The deep wine-red colored rock, measuring less than two inches across, and weighing about 40 grams, was unearthed in September 2004 by Roswell businessman Robert Ridge, 50 , who said he found it while deer hunting in Cedar Hill, 17 miles "as the crow flies" from the 1947 purported UFO crash site.

"I saw some fresh tracks and followed them," he said. "That's when I noticed the partially exposed rock on the side of a sand pit. But I didn't pick it up at first because I thought there were deer up ahead, and didn't want to break off the pursuit."

When he realized the tracks were just goat tracks, he headed back the way he came, picked up the rock, and put it in his pocket, he said.

After showing the rock to family and friends, he decided to keep it in a safe deposit box until last year, when curiosity to discover the truth about it got the better of him.

"In July 2007, I was introduced to UFO investigators Chuck Zukowski and Debbie Ziegelmeyer, and they were astounded at what they saw," he said.

Zulkowski said the investigators where so impressed, they presented the rock to a number of experts, including prominent New Mexico anthropologists, "all of whom claimed they had never seen anything like it."

"They said there is no way this rock could have been scored or drilled in the way it was, without sophisticated modern equipment, like lasers and high speed water-fed grinders and drills," Zukowski said.

The artifact's image appears to be literally "pulled" from the surface of the red iron ore rock.

Apart from its strange appearance, Zukowski said, the rock has "peculiar" magnetic properties.

"It retains its magnetic polarity by which it will spin a compass needle and register its magnetic field on meters," he said.

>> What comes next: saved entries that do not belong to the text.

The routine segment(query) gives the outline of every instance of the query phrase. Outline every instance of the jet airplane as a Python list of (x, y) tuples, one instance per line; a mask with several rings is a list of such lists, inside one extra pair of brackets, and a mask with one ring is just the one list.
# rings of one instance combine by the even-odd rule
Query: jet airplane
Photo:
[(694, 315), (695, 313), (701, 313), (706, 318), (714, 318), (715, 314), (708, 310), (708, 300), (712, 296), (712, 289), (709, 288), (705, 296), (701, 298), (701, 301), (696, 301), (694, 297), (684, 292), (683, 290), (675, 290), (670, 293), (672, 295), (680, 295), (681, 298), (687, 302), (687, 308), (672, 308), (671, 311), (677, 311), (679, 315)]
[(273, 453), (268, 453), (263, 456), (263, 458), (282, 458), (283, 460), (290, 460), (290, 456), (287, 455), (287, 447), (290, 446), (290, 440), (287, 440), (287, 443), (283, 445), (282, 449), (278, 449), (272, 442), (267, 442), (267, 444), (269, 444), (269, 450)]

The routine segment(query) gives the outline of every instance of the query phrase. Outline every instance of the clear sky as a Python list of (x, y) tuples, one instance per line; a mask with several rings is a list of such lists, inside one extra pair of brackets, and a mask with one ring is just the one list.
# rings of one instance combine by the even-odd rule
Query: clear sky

The oval rock will also spin, depending on the position of a magnet over the image surface, he added.

Zukowski and Ziegelmeyer said that archeologists requested that the rock be submitted for further laboratory analysis, in what they describe as phase two of their investigation.

One anthropologist reportedly described the rock as being similar to a "lodestone."

Lodestones have been mentioned in literature for centuries as having magical and mystical properties. There are ancient accounts of people reporting that when holding lodestones, their hands and body shook, and that the stones cured a wide range of illnesses, including snake bites and headaches.

Native Americans reportedly used lodestones as protection against snakes.

Meanwhile, investigators claim the artifact mirrors a crop circle that appeared in Liddleton, England, in 1996, indicating a possibility the stone bears a message from space.

Priscilla Wolf, of Tijeras, a native American woman known to have "powers," visited the site were the rock was found last weekend, and said she felt a vibration in her hands when she held the rock, and that "light came down from the skies" when the rock was deposited at the site.

Although the rock was found partially exposed on the surface, Zukowski said, the sandy area in which it was found is known to erode and shift, possibly uncovering the rock.

"It appeared to have been buried at one time," said Ridge, who believes the rock represents more than just an interesting object.

"After I had it a few months, I began to think about it and began to think that it may be a beacon of some kind, or a message," he said.

"And I believe the message is that if we don't learn to get along with each other, we will be destroyed," he said.